I won't be surprised. Many Saga games have some counter that goes up in the background that takes the number of battles you've done into account and use that to affect the events you get and/or the difficulty of the monsters you eventually encounter.
 
Yeah, but my main question is if they curated the game well enough to prevent stuff like enemy getting too strong with no real way to catch up it. Of course, there's equipment upgrades, but at some point (at least in this game), it's going to have a limit.

It's nice to have a self-adjusting difficulty, but when it goes wrong, we have shit like LunarDS where leveling up too much only made the game more annoying to play and nothing to really offer.
 

RevenantKioku

PEINS PEINS PEINS PEINS PEINS PEINS PEINS PEINS PEINS PEINS PEINS PEINS oh god i am drowning in them
So far, I think everything about the game is super well done except the programming. (._. )

Load times, stuttering, meh crap.

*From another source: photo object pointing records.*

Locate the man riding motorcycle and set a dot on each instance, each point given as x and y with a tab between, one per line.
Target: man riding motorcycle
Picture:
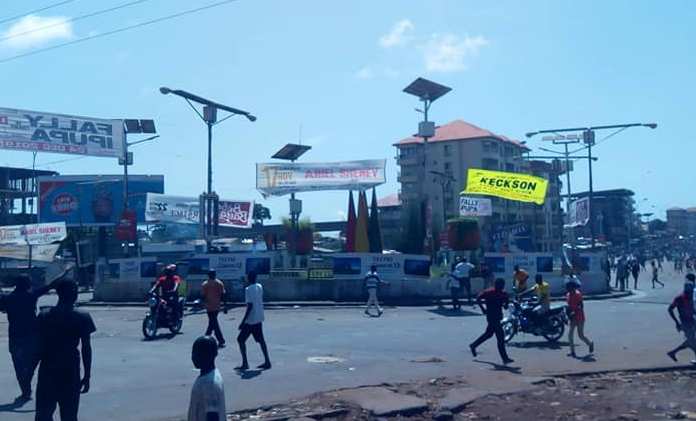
168	284
542	290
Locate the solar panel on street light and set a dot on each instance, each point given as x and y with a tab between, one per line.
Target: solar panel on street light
291	151
426	89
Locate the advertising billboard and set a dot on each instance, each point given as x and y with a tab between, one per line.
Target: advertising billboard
94	200
508	185
278	179
186	210
57	133
473	206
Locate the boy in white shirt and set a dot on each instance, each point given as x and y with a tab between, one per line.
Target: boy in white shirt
252	323
208	392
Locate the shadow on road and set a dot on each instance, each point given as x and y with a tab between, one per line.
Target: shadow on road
15	407
248	374
501	367
448	312
538	344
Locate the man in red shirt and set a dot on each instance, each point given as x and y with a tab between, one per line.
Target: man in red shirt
684	303
495	300
168	284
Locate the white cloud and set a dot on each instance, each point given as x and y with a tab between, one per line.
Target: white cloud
33	31
399	34
448	52
365	73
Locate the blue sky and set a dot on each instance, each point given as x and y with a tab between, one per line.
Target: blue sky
337	70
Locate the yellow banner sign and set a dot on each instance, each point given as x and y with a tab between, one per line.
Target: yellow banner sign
508	185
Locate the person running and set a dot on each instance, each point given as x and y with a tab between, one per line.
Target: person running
463	271
208	392
214	296
20	306
252	323
655	271
61	329
635	271
684	303
372	283
576	310
519	279
454	285
495	300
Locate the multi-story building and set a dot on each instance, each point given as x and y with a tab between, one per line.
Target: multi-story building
615	219
682	221
390	221
437	170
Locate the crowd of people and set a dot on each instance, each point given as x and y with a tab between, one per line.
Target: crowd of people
57	340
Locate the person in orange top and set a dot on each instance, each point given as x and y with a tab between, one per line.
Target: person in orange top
519	279
214	298
576	311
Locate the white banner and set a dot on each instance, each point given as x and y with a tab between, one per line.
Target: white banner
186	210
278	179
44	132
40	253
33	234
579	212
473	206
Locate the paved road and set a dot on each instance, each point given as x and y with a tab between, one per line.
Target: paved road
138	380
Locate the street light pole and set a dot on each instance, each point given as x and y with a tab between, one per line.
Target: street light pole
588	134
209	117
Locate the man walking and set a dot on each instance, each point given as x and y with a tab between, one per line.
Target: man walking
252	323
684	303
372	283
61	329
495	300
214	295
655	276
576	310
20	306
208	392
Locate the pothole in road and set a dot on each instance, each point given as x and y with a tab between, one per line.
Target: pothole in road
325	360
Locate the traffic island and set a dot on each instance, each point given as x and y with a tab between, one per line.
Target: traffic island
625	395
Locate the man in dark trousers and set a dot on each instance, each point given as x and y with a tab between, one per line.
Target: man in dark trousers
20	306
214	297
61	329
495	299
252	323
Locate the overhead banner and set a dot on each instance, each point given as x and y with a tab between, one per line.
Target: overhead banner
32	234
94	200
186	210
474	206
278	179
579	212
40	253
44	132
508	185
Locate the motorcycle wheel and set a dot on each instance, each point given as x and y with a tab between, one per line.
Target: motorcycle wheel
554	331
149	327
509	329
176	327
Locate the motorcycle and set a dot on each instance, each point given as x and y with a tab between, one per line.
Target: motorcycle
550	325
161	315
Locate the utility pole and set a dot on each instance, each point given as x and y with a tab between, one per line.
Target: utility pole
588	137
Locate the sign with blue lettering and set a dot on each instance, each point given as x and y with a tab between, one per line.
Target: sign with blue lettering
93	200
43	132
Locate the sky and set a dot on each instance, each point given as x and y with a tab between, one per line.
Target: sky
331	74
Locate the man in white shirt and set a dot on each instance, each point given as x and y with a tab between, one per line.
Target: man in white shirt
463	271
208	392
252	323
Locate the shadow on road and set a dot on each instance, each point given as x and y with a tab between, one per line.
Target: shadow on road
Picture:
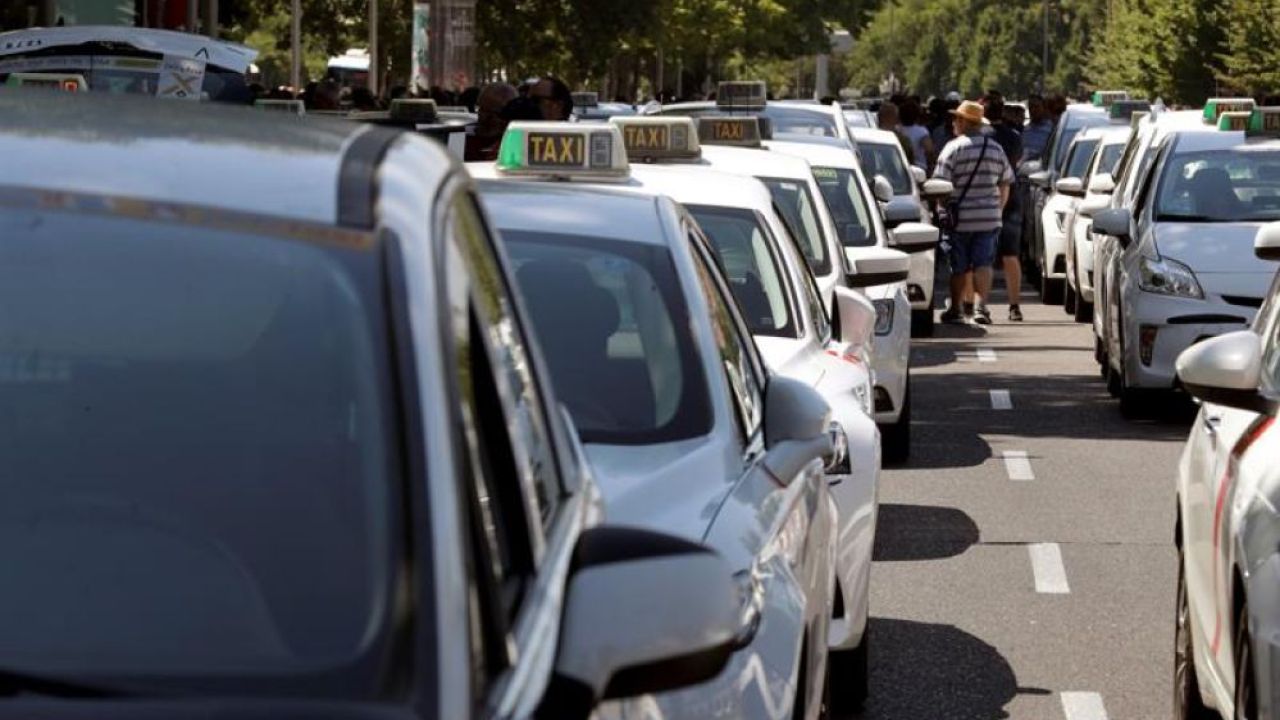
920	532
923	670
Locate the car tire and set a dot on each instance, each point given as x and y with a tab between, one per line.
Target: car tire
1246	695
850	669
896	438
1187	698
922	323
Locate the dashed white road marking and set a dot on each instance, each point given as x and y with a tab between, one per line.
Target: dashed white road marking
1051	579
1016	465
1083	706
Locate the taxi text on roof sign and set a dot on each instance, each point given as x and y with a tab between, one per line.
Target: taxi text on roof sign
1215	106
562	150
658	137
743	132
744	95
49	81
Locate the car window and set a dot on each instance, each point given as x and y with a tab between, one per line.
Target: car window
732	347
740	241
613	327
1219	186
796	204
886	160
848	205
535	454
200	427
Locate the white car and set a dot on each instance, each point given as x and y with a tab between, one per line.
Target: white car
1092	192
882	155
279	440
1185	268
688	431
1228	620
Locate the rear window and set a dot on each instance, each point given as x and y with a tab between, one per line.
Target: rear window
199	465
613	326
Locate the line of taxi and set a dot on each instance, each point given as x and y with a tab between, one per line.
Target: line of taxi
315	422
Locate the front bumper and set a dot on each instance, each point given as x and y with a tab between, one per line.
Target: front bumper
1157	328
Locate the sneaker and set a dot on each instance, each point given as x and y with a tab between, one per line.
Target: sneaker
982	315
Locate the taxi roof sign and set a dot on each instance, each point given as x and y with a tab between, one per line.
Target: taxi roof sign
727	130
562	151
65	82
741	95
1215	106
586	99
656	137
1107	98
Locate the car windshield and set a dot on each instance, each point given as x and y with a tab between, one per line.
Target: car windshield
1221	186
886	160
615	329
848	205
746	256
1078	162
796	204
200	468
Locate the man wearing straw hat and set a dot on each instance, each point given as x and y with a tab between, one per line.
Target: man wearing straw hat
979	171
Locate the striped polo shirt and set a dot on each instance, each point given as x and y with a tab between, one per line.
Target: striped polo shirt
979	208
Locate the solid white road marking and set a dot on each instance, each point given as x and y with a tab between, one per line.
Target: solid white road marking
1083	706
1050	574
1018	466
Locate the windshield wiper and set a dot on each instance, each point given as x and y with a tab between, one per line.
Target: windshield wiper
17	682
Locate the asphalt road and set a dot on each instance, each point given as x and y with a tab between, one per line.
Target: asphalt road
1032	598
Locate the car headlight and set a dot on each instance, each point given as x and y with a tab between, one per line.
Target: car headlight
883	315
1168	277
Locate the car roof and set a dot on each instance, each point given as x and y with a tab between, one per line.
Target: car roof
571	208
202	154
163	41
822	155
752	162
700	185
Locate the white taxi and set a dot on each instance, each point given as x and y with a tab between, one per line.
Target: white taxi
789	322
686	428
1228	620
1185	268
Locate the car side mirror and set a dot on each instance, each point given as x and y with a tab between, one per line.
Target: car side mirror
876	265
1226	370
634	573
1102	183
1073	187
1266	244
796	429
882	190
855	318
913	237
937	188
1115	222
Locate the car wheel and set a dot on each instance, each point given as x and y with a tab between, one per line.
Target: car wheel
896	438
922	323
1246	698
1187	700
851	671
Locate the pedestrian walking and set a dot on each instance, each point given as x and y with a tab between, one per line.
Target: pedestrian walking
977	167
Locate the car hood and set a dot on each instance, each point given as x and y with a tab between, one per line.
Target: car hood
790	358
1212	247
675	487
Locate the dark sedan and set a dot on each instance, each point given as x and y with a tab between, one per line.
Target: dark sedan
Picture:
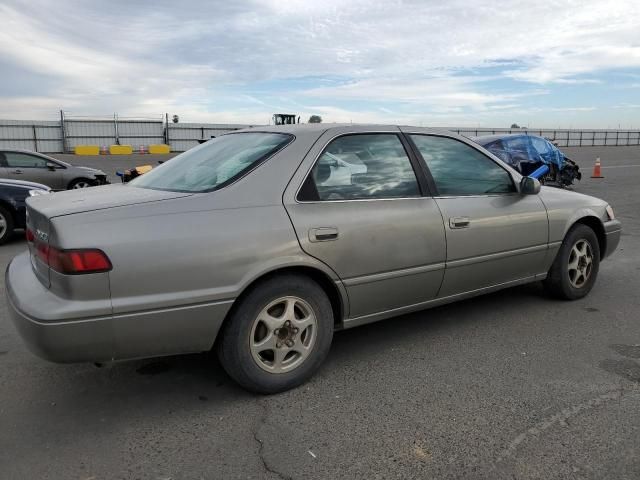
526	153
13	194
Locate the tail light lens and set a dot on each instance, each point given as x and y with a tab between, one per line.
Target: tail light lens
70	262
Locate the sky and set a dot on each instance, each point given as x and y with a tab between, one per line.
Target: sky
548	63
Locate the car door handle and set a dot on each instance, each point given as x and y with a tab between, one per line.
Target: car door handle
459	222
323	234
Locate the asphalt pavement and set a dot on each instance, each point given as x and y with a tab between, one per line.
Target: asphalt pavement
509	385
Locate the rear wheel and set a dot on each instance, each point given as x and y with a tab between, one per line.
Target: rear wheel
278	336
81	183
576	266
6	225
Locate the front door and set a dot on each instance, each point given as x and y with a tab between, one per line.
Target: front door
32	168
362	212
495	235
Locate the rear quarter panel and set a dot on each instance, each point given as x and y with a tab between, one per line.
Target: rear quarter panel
565	208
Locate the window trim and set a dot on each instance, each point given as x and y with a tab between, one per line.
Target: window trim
432	183
418	170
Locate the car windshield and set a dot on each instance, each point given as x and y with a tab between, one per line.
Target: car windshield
214	164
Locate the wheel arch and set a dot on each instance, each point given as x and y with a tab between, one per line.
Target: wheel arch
595	224
334	291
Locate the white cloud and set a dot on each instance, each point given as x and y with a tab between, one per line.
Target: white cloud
409	60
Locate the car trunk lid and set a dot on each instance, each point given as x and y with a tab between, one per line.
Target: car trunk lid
40	211
97	198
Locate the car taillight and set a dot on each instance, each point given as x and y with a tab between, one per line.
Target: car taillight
78	261
70	262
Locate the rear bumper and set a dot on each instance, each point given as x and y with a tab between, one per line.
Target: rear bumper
612	231
39	317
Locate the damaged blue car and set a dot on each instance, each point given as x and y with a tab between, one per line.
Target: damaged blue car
526	153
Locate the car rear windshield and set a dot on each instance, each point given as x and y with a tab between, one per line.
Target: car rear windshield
214	164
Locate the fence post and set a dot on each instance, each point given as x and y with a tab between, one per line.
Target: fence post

But game design feels really satisfying, I have no complaints with that at all so far.

Maybe it's playing it on the under-powered VitaTV that is causing you these issues?
I kid. Well, at least I haven't noticed any stuttering. Load times, though.
 

duckroll

Member
What happened to everyone else playing the game? :(

I'm down with the flu so I was in bed the whole day. Managed to get through a bunch of stuff! I wanna make a big post about the battle mechanics and why the battles are so fun and addictive, but I feel like shit now so..... :/

It's interesting how Scarlet Grace really challenges the notion that you need certain things in a RPG, especially a JRPG. The battle design reflects the same philosophy the world/story design embraces - it emphasizes certain core elements by removing elements which people expect. There are no battle items in the game, there is no healing, the battle menu is super streamlined, but even so I feel like there is a ton of strategy and options. The battles really shine when you realize that you are encouraged to experiment with the party construction, swap characters in and out depending on what you expect from a battle, and try to really understand how to best abuse the turn order, the rengeki attacks, status ailments, and so on.

I'm almost 10 hours into Urpina's story and I think I'm in the "second half" now. It feels much more non-linear, and I'm pretty sure whatever I'm doing now isn't even part of the main story. But I managed to run into Leonard and recruited him! Got a trophy for it too. Yay!
 

Aeana

Member
Maybe it's playing it on the under-powered VitaTV that is causing you these issues?
I kid. Well, at least I haven't noticed any stuttering. Load times, though.
I've played it on both the Vita and VitaTV and it's exactly the same.


I'm still playing, but I got stuck on a boss yesterday which led to me starting up FF2 for my play through thread. So now I'm doing both.